Putin: Panama Papers part of US plot to weaken Russia
Associated Press
ST. PETERSBURG, Russia
President Vladimir Putin on Thursday denied having any links to offshore accounts and described the Panama Papers document leaks scandal as part of a U.S.-led plot to weaken Russia.
Putin also defended a cellist friend named as the alleged owner of an offshore company, describing him as a philanthropist who spent his own funds to buy rare musical instruments for Russian state collections.
Speaking at a media forum in St. Petersburg, Putin said Western media pushed the claims of his involvement in offshore businesses even though his name didn’t feature in any of the documents leaked from a Panamanian law firm.
Putin described the allegations as part of the U.S.-led disinformation campaign waged against Russia in order to weaken its government. “They are trying to destabilize us from within in order to make us more compliant,” he said.

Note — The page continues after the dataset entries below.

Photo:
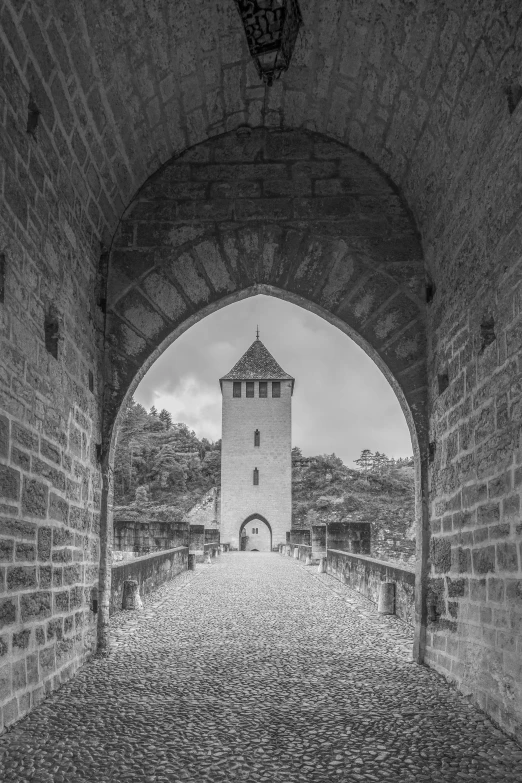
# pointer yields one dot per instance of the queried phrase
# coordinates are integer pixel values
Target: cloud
(342, 402)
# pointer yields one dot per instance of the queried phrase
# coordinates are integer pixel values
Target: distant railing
(372, 578)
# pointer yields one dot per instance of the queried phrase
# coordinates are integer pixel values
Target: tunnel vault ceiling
(124, 85)
(291, 210)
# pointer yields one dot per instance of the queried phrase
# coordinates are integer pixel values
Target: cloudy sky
(342, 403)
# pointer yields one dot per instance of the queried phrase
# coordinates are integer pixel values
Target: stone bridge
(148, 178)
(257, 668)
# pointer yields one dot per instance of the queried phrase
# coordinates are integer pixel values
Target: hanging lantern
(271, 28)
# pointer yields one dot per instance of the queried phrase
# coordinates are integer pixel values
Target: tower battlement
(256, 467)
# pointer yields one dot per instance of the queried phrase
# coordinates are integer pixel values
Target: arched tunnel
(377, 183)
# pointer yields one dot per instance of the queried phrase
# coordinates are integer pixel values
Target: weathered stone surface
(265, 602)
(9, 483)
(427, 95)
(35, 606)
(34, 498)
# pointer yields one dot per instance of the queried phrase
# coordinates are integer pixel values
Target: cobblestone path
(255, 670)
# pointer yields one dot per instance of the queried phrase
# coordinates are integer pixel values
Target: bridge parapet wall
(150, 571)
(365, 575)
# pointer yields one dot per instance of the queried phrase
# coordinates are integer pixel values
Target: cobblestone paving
(254, 669)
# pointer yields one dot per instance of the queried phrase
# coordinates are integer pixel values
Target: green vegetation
(324, 489)
(160, 466)
(162, 470)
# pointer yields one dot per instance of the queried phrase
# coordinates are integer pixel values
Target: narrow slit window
(51, 332)
(2, 278)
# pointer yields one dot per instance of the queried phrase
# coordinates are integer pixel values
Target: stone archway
(260, 540)
(289, 213)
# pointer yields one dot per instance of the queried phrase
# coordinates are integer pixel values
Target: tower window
(51, 332)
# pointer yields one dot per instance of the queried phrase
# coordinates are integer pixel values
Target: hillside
(325, 490)
(164, 472)
(161, 469)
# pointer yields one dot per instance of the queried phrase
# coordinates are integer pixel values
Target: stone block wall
(50, 329)
(365, 575)
(271, 499)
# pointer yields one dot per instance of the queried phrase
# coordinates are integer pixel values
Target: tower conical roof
(257, 364)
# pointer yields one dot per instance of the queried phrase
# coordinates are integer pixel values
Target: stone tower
(256, 465)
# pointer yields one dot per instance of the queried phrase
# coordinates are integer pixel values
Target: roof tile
(256, 364)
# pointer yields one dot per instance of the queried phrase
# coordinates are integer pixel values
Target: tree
(365, 461)
(166, 418)
(142, 495)
(379, 463)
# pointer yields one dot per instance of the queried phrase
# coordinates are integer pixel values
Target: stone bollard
(131, 595)
(386, 604)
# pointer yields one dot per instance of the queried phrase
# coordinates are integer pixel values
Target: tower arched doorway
(255, 534)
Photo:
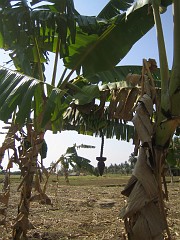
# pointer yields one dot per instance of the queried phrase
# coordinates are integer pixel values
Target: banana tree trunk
(144, 214)
(28, 167)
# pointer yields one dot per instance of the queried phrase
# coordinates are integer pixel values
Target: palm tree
(71, 105)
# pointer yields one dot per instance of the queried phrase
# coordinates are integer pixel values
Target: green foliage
(173, 157)
(71, 158)
(97, 53)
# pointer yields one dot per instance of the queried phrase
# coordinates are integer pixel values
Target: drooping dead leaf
(122, 95)
(144, 174)
(155, 221)
(140, 229)
(133, 79)
(3, 211)
(137, 200)
(146, 121)
(129, 187)
(142, 131)
(147, 101)
(4, 198)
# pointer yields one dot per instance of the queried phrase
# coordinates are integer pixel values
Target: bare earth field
(87, 208)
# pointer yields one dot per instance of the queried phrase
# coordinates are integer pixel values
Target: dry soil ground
(88, 208)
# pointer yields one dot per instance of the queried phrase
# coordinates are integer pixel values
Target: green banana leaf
(95, 53)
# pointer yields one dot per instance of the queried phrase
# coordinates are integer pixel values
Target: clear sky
(115, 151)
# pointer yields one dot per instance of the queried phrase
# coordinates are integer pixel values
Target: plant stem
(164, 70)
(175, 76)
(41, 77)
(56, 61)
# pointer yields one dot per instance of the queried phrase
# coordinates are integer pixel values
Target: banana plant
(100, 44)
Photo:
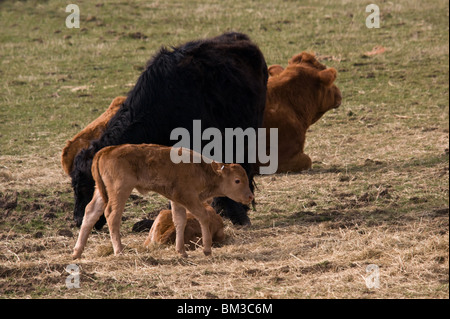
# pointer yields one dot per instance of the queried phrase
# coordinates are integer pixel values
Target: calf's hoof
(207, 252)
(76, 254)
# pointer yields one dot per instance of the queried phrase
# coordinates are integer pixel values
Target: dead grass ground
(377, 193)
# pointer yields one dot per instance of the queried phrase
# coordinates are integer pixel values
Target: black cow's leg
(232, 210)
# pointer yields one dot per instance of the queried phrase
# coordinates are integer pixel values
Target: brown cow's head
(311, 85)
(234, 182)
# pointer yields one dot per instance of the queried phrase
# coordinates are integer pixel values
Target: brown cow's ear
(296, 59)
(217, 167)
(328, 76)
(304, 57)
(275, 69)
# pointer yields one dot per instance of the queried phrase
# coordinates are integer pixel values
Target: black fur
(222, 81)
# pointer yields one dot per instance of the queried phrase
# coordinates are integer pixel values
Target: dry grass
(377, 193)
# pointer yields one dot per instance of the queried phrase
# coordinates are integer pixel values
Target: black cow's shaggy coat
(221, 81)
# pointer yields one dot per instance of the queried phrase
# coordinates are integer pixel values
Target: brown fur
(163, 229)
(117, 170)
(91, 132)
(297, 97)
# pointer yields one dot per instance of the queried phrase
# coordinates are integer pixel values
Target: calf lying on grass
(117, 170)
(163, 230)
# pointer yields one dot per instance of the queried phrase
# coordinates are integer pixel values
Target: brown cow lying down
(296, 98)
(91, 132)
(117, 170)
(163, 229)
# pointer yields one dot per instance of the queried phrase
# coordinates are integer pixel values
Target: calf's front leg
(179, 220)
(201, 214)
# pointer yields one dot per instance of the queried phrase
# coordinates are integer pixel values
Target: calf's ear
(217, 167)
(275, 69)
(328, 76)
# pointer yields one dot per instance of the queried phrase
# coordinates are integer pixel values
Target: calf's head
(234, 182)
(311, 85)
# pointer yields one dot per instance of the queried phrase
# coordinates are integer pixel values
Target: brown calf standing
(163, 230)
(91, 132)
(117, 170)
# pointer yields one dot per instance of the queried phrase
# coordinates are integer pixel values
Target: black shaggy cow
(221, 81)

State Department spokesman Mark Toner rejected the notion that the U.S. is behind the allegations. “I would reject the premise or the assertion that we’re in any way involved in the actual leak of these documents,” he told reporters in Washington.
The Washington-based International Consortium of Investigative Journalists said the documents it obtained indicated that Russian cellist Sergei Roldugin acted as a front man for a network of Putin loyalists, and, perhaps, the president himself.
The ICIJ said the documents show how complex offshore financial deals channeled as much as $2 billion to a network of people linked to the Russian president. Putin said Roldugin, a longtime friend, did nothing wrong. He said he was proud of Roldugin, adding that the musician spent his personal money to advance cultural projects.
Putin contended that Washington has fanned allegations of Russian official corruption in order to weaken Moscow as the U.S. has become concerned about Russia’s growing economic and military might.